I feel like my brain might explode, there’s so much going on in life right now. I don’t think I realized it since it’s just this season of my life, and when you’re in that state, you’re going day by day, and don’t get the bigger perspective; but a pastor I met with last week said that Los and I have so many active components and ambiguities that it is really stressful. With all of Los’ traveling, my school, ordination exams, moving (somewhere?) next summer, contemplating selling our house and pregnancy, and me working at the hospital now (on top of our other investments, friends and family) there’s just so much happening. In a really good way, it’s painful, all of this learning that is happening; but it’s to the point where I’m having a hard time fitting everything new in my brain.

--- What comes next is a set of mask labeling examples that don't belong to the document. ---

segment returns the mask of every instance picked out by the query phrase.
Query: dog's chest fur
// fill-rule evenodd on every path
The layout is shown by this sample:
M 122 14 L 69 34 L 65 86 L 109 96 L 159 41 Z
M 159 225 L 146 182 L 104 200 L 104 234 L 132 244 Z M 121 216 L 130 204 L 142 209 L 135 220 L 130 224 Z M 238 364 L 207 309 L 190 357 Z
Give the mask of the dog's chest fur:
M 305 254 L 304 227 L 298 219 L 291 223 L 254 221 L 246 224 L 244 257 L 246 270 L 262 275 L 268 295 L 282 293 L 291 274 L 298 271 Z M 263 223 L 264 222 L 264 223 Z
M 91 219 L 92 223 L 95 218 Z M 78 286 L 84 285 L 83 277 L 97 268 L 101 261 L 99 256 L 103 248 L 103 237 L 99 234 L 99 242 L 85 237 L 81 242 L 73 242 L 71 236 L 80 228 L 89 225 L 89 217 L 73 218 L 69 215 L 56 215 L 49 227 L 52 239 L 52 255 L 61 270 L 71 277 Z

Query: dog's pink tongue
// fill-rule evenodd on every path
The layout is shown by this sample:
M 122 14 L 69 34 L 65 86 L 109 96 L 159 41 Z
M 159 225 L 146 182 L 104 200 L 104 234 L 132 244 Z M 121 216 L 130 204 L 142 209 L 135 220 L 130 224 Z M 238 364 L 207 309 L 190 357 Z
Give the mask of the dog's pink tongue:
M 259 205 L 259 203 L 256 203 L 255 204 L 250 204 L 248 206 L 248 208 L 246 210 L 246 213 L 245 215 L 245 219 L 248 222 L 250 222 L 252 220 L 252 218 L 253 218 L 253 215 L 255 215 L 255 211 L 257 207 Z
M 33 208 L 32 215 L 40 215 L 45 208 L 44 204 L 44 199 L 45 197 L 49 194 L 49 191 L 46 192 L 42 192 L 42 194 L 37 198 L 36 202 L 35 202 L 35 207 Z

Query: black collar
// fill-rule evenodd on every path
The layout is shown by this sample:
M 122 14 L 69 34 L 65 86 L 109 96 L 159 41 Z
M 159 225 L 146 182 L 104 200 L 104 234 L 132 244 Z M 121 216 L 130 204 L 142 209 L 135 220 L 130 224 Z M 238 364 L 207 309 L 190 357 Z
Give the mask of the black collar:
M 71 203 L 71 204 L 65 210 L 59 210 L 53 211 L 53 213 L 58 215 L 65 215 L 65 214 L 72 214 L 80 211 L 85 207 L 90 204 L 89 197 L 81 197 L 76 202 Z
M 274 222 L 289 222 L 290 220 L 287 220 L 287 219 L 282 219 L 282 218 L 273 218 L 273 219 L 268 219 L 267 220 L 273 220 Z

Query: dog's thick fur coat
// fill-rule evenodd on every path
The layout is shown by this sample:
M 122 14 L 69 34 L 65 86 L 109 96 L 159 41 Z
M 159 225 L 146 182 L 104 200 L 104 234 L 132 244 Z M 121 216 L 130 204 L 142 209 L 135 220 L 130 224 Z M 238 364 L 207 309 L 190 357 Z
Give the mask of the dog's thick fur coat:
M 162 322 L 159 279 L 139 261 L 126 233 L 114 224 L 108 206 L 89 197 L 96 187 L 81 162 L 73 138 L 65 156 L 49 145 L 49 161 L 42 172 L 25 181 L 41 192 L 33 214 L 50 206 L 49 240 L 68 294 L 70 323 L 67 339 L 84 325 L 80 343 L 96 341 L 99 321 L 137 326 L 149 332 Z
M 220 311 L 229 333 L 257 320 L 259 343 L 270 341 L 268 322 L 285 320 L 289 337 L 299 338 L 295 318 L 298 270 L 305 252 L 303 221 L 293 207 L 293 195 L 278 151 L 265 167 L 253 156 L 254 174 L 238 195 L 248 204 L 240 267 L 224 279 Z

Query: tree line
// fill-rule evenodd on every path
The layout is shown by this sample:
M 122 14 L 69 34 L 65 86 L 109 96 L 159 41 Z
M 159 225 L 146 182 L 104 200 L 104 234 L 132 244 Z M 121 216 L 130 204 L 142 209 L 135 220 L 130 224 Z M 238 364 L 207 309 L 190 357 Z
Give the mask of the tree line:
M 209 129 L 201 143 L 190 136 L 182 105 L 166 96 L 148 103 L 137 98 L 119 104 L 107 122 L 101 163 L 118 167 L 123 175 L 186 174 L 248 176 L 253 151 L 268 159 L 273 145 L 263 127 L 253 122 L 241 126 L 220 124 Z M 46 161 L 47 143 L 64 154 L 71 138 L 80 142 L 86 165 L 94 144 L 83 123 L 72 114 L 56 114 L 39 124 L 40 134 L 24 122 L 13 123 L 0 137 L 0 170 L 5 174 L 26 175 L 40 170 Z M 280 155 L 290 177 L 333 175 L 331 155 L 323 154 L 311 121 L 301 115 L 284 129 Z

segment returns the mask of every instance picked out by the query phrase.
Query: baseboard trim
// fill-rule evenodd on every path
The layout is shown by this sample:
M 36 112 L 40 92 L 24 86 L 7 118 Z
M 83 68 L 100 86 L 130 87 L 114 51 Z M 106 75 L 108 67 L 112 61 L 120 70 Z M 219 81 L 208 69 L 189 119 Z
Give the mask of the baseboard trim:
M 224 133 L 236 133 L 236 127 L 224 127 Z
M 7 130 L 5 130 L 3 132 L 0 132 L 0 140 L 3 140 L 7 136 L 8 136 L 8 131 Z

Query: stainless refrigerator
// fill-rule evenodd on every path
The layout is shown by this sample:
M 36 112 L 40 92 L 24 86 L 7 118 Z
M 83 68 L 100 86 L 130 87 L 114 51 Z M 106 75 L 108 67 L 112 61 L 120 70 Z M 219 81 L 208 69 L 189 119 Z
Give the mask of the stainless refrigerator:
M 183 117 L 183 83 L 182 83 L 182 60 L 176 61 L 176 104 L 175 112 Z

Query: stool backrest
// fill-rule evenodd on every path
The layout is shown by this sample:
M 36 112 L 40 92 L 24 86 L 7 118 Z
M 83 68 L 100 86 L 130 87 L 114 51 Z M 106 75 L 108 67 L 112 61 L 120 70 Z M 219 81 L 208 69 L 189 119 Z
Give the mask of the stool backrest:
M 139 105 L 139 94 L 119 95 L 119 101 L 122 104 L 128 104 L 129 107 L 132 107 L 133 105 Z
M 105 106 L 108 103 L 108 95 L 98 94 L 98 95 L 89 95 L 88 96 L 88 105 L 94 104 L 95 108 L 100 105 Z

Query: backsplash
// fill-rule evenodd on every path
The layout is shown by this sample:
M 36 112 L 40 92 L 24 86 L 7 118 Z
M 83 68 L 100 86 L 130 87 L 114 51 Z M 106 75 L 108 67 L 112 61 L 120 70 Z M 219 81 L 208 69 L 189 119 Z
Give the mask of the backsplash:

I love being at the hospital, which is stretching me and challenging me. Something that’s very important to me is that my life has integrity, so practicing awareness of ‘resistance’ takes so much work, for introspection and healing. We cannot change other people, we can only change ourselves, so whenever we get upset about something, looking at why that issue pushed our buttons is a hard task!
So Los and I might start doing some counseling, to be set up for success. We have started talking about starting a family, but we’d like to feel as healthy as possible before that, since everyone counsels us that when your family expands, issues can be exacerbated. We don’t really have problems, but we certainly experience ‘resistance’ toward some things the other does or says; I don’t know if it’s possible to ‘fix’ that or not; but we could stand to grow in awareness of the deeper issues which trigger little explosions from time to time. Starting to practice this discipline has taken me off (and others off) any high horse. Now I am noticing flaws, or ‘growing areas,’ all the time! So we’ll see where we go from here? Growth is always good, and even if it’s painful, I am glad for it. It’s certainly not boring!